The Bill lays down a lengthy and cumbersome process before any action can be taken for the cessation of life.

  • Once the medical practitioner and independent panel are satisfied that euthanasia is medically advisable, permission would have to be sought from the High Court.
  • The practitioner would then have to receive clearance from the Medical Council of India (MCI). Such a procedure is advisable for an act like assisted suicide which might be prone to abuse.
  • However Decisions on such withdrawal are made often and on a regular basis, and the procedure prescribed must not tie up the medical practitioner and family of the patient in litigation.

Role of MCI

  • MCI has been affected by corruption and institutional incompetence, and hence it is not advisable to place complete reliance on it. Ideally, its role should ideally be limited to framing guidelines and providing guidance when requested.

Definition of terminally illness

  • It defines the terminally illness as a persistent and irreversible vegetative condition under which it is not possible for the patient to lead a “meaningful life”.
  • The use of this subjective phrase would require second parties to decide whether a person in a permanent vegetative state is living a life that is meaningful.
  • Persons with disabilities, in particular, are likely to be disadvantaged by such an understanding of “terminal illness”.
  • It also gives rise to the practical question of how a person in a permanent vegetative state will be able to self-administer the lethal dosage of drugs to commit suicide.

Violation of Right to die with dignity:

The Bill did not identify advance medical directives (or directions written by the patient in advance for a time when he/she may not have the mental competence to make decisions), which is crucial for patient autonomy.
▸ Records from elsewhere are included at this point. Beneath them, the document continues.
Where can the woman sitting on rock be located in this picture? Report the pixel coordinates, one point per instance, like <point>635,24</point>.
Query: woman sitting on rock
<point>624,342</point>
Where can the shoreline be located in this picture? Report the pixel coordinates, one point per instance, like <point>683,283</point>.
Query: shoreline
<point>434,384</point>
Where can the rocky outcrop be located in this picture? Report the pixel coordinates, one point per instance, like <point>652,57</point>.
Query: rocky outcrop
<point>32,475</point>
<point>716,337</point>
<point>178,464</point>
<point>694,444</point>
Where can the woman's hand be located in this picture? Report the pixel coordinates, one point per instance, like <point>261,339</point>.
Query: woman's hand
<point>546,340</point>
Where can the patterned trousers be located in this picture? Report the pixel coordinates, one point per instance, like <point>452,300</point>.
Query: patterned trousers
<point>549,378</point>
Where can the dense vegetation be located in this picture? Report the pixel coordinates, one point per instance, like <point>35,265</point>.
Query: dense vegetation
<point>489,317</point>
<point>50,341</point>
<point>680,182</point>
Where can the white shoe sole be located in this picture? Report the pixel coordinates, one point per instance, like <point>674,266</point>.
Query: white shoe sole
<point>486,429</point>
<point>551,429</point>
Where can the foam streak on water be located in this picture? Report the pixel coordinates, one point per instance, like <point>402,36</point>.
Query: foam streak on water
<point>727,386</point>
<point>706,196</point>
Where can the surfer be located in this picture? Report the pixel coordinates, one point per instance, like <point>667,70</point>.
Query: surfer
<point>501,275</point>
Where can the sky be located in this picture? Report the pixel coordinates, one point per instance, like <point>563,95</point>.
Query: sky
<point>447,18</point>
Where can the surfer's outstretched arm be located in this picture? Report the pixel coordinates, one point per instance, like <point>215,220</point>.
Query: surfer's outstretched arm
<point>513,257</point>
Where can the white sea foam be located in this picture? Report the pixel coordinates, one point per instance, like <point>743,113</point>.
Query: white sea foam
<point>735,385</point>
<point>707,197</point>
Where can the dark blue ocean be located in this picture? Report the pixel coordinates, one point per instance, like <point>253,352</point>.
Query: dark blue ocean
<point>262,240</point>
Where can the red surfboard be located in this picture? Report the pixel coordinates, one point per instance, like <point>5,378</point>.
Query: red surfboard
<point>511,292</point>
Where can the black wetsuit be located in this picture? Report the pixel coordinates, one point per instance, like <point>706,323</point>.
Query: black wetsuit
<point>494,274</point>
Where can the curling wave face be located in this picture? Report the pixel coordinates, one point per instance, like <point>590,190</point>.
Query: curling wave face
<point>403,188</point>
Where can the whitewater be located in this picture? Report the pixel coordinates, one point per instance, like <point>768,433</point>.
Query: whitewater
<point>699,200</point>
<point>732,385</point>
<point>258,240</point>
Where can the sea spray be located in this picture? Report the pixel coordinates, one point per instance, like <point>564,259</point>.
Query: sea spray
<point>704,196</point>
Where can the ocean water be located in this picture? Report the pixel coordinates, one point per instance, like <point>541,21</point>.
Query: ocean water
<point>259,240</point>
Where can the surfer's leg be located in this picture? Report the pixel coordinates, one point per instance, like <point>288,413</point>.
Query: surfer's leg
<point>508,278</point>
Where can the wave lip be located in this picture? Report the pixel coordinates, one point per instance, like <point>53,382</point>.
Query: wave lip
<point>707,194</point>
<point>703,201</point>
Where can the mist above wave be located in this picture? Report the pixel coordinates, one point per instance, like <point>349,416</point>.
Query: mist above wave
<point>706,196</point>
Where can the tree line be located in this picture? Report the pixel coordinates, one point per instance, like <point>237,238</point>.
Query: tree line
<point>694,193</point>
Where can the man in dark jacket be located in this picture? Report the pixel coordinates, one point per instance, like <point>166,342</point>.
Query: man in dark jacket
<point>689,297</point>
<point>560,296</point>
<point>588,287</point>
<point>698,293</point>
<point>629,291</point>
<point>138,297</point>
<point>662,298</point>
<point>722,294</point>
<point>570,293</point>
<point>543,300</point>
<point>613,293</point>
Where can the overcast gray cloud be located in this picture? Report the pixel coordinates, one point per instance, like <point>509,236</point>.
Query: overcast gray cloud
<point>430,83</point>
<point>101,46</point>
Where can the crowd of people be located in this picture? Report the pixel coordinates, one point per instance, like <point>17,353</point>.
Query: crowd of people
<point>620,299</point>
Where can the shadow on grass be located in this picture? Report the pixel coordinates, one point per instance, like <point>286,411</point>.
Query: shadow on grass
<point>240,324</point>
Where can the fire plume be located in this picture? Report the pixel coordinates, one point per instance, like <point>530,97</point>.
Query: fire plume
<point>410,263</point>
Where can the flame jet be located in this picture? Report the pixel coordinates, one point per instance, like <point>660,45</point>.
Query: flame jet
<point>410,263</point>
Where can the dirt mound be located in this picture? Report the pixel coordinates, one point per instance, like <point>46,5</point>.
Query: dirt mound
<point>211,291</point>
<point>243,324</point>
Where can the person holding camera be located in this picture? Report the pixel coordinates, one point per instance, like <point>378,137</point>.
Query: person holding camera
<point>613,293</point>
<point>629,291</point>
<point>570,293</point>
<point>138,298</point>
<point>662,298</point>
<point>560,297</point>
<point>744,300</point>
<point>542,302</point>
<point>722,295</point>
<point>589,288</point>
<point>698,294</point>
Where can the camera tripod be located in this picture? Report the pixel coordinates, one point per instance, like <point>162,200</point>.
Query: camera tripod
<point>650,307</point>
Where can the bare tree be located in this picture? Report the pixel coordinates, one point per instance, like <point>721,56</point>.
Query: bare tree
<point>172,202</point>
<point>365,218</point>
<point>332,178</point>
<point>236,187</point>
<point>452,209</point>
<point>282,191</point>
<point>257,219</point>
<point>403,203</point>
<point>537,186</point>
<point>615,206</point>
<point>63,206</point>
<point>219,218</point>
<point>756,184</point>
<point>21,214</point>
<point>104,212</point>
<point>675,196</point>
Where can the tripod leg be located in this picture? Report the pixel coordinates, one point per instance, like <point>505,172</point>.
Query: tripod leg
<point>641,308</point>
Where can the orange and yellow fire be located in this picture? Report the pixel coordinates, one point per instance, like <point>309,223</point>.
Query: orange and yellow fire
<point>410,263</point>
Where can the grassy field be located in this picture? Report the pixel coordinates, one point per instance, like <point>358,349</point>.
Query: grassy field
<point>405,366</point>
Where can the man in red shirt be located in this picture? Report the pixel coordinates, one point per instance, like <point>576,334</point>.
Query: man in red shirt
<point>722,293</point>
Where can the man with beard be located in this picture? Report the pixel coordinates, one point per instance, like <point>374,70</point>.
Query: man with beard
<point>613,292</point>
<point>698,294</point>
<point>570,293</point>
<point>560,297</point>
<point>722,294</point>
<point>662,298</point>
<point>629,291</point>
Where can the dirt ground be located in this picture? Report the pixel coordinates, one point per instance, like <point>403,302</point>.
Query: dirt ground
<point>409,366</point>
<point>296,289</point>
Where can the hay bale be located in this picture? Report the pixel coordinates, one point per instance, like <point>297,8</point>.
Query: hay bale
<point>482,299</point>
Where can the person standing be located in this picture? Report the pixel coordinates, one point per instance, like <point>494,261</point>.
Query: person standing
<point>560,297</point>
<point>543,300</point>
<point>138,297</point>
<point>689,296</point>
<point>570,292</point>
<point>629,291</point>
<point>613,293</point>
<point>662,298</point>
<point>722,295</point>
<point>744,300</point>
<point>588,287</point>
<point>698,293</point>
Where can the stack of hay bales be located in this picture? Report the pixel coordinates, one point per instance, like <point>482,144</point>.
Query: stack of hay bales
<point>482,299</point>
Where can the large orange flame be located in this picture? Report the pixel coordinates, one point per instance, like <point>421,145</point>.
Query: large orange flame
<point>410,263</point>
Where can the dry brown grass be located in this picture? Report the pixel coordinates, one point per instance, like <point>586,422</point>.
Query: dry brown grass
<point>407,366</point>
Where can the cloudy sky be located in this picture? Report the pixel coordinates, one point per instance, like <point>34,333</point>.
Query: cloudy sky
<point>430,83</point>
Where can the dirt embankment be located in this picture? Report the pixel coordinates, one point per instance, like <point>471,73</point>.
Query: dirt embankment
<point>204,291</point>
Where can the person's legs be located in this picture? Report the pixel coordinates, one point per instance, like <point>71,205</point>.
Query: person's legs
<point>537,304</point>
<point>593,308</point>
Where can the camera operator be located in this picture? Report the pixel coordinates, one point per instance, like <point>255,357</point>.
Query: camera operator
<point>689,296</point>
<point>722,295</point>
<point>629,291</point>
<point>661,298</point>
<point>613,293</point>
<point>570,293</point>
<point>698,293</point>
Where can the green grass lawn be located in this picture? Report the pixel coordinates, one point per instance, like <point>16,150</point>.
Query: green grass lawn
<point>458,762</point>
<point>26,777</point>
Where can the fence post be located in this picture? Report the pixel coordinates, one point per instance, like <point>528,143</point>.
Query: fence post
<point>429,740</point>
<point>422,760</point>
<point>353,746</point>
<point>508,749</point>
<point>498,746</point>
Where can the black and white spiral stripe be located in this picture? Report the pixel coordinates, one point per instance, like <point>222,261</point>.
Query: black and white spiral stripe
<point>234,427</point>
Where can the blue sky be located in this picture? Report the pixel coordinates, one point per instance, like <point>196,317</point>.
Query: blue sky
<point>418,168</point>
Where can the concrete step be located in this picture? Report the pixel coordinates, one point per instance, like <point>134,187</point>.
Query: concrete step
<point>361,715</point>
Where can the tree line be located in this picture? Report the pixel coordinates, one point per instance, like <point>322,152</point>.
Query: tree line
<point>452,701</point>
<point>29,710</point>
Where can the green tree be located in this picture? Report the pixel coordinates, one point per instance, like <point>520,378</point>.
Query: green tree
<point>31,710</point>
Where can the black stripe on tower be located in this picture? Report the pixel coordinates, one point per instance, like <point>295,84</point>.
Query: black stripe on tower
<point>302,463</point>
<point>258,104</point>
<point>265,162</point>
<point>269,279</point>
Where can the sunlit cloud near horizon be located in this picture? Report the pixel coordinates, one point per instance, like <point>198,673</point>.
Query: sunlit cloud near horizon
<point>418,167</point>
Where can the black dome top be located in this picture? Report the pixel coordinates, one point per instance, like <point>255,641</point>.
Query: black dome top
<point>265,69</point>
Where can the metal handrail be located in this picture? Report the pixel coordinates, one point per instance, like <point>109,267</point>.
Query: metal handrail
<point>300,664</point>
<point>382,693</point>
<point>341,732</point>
The draft bill fails to protect the right to die with dignity, which is part of the fundamental right to life.

Way Ahead:

Efforts to allow assisted suicide have gained traction around the world in the recent past, with Albania, Colombia and Germany and Switzerland having legalized it in various forms. Even in India, the debate over euthanasia, patient autonomy and the interests of the state in preserving the life of persons is currently playing out in various fora, including the courts and the executive.